Wiwin, 22, a university student from Malang, East Java, struggled to take a photo amid the sea of people on Kuta Beach on Sunday.

She tried her best to squeeze through the crowd with her camera to take pictures of the passing cultural parade, which drew many observers and created prolonged traffic jams at streets leading to the renowned tourist destination.

It seemed that Wiwit and other spectators didn’t mind the scorching heat of the afternoon.
“I am very lucky to spend my holiday in Bali and to have the chance to watch a great cultural festival,” she said.

The street parade was part of the closing of the 7th Kuta Karnival, an annual celebration that has became a signature event of the tourism haven.

The first Kuta Karnival was organized in October 2003, just one year after terrorists bombed two popular night spots in the area.

The bombings killed 202 people, mostly foreigners, and almost put an end to Kuta’s reputation as a world-class tourist attraction. The first Kuta Karnival was a show of defiance against the terrorists, a loud proclamation that Kuta would survive.

This year’s festival was a rich presentation of the island’s traditional and modern art forms.

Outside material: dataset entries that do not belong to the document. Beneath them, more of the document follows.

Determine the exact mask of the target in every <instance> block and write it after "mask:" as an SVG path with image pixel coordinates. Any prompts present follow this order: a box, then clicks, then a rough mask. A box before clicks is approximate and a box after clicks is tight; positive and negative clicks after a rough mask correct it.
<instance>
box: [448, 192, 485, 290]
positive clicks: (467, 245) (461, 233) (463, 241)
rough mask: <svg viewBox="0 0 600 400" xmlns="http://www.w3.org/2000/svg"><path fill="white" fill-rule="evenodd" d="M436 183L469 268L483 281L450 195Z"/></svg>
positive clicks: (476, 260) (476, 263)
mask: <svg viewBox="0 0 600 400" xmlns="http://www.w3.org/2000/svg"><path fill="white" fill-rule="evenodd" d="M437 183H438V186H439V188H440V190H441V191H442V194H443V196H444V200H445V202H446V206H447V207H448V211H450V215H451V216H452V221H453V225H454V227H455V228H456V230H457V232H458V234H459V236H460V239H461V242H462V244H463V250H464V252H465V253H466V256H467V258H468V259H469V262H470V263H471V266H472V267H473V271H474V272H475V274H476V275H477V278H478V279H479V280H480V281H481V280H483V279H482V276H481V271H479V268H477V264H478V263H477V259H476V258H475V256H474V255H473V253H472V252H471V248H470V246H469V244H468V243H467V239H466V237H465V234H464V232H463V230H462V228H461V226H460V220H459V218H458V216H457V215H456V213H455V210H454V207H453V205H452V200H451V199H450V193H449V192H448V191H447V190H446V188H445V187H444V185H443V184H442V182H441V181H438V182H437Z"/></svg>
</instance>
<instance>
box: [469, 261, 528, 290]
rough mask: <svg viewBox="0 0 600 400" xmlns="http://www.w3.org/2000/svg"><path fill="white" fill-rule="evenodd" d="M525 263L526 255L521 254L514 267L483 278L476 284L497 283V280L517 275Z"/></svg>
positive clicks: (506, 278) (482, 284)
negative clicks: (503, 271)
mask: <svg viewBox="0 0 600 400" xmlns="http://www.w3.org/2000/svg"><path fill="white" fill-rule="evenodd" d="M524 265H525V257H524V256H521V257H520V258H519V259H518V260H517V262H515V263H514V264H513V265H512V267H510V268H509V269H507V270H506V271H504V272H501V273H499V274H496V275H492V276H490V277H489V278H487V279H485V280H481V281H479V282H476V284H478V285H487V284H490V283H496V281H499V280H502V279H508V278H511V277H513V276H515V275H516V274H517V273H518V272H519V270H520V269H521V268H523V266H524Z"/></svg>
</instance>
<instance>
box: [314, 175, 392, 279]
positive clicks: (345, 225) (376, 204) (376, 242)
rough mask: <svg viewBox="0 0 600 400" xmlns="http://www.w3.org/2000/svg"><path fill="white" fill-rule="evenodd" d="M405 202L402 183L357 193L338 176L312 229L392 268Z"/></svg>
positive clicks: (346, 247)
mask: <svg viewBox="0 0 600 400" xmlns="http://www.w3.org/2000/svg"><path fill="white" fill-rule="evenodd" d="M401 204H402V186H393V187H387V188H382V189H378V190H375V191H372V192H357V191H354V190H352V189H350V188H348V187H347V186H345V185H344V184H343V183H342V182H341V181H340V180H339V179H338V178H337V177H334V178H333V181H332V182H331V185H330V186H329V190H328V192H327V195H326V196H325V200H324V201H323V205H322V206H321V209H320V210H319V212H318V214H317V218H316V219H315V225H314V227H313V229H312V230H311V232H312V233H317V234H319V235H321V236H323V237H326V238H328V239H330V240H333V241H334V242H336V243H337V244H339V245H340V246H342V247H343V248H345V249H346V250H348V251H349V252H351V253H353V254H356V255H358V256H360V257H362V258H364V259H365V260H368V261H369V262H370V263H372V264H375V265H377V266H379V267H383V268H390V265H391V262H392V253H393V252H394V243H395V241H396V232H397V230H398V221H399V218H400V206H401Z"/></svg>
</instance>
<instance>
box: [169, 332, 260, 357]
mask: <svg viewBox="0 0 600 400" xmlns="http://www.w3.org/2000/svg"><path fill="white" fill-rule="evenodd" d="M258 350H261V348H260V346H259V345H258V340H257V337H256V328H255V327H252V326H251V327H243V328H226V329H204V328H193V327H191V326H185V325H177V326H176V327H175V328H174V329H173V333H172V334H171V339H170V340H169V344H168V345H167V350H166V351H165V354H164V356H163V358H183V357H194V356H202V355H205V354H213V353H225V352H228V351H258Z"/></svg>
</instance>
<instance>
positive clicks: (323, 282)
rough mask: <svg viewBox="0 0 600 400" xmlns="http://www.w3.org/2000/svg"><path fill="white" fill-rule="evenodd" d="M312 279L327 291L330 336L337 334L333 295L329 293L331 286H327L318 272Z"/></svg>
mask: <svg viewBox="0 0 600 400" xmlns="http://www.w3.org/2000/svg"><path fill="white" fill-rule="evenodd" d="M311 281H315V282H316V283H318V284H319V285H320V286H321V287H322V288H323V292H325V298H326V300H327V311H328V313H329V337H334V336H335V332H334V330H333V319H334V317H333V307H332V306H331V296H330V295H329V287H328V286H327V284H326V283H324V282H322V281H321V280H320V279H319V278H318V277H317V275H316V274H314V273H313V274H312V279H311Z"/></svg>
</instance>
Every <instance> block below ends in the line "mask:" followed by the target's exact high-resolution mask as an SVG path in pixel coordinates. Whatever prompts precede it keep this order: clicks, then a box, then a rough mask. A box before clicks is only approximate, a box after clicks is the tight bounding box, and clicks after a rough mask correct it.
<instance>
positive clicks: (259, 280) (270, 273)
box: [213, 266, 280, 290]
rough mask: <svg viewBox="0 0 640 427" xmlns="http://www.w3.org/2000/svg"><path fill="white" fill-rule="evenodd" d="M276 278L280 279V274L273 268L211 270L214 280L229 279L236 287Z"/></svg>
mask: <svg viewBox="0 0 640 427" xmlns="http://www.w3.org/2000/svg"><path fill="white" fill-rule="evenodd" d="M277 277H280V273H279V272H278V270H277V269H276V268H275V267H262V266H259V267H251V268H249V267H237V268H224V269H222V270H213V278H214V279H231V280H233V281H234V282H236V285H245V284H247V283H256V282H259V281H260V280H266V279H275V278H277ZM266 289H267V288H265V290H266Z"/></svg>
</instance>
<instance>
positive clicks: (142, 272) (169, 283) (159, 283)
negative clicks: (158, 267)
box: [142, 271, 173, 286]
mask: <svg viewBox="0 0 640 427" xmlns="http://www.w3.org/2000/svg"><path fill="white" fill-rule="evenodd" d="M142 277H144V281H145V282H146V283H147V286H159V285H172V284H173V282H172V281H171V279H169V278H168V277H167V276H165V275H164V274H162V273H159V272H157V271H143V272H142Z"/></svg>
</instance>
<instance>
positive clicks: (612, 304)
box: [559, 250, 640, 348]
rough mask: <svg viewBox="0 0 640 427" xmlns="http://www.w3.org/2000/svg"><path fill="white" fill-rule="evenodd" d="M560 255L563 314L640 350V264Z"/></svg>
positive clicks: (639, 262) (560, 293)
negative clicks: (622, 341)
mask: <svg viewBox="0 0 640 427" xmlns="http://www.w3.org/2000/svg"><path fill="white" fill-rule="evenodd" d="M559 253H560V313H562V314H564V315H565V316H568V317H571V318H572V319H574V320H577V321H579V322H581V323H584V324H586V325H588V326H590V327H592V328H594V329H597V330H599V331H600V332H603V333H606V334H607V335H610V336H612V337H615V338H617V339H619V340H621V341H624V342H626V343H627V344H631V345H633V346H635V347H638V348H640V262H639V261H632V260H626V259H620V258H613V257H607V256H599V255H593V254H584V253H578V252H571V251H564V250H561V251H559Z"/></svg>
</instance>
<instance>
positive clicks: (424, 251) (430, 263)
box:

“Unlike previous festivals, which focused more on modern art, the 7th Kuta Karnival deliberately featured a balanced mix of the traditional and the modern,” said the head of the organizing committee, Ketut Nugra.

The decision to promote both traditional and modern art forms, he said, was in tune with the festival’s theme “Celebration of Life”.

“Kuta is a vibrant place where traditional arts and modern lifestyles exist side-by-side and this harmony is the concept we wanted to celebrate in this year’s Kuta Karnival,” Nugra stressed.

Throughout the festival, which ran from Sept. 19 to 27, spectators were spoiled with performances of traditional art forms, such as the iconic Kecak  and the classical Legong dance.

“The festival also featured Mepantigan, a traditional Balinese martial art, and Gandrung, a joyful folk dance from Banyuwangi in East Java,” he added.

For spectators that wanted a taste of the modern side of Kuta, the festival featured graffiti art, body painting sessions and music concerts.

Two eco-friendly activities, a beach cleanup and the release of turtle hatchlings, were also part of the festival

In conjunction with the Kuta Karnival, local tourism establishments organized the Bali Food Festival from Sept. 25-27.

Food stalls were erected on the sandy beach of Legian and visitors were treated to a huge selection of Balinese traditional delicacies and western foods sold at bargain prices.

A meal, which would cost more than Rp 100,000 in a restaurant, was sold for Rp 35,000 at the food festival.

“We sold the products cheaply because the food festival was a promotional event,” said Bali Niksoma’s manager Nyoman Astama.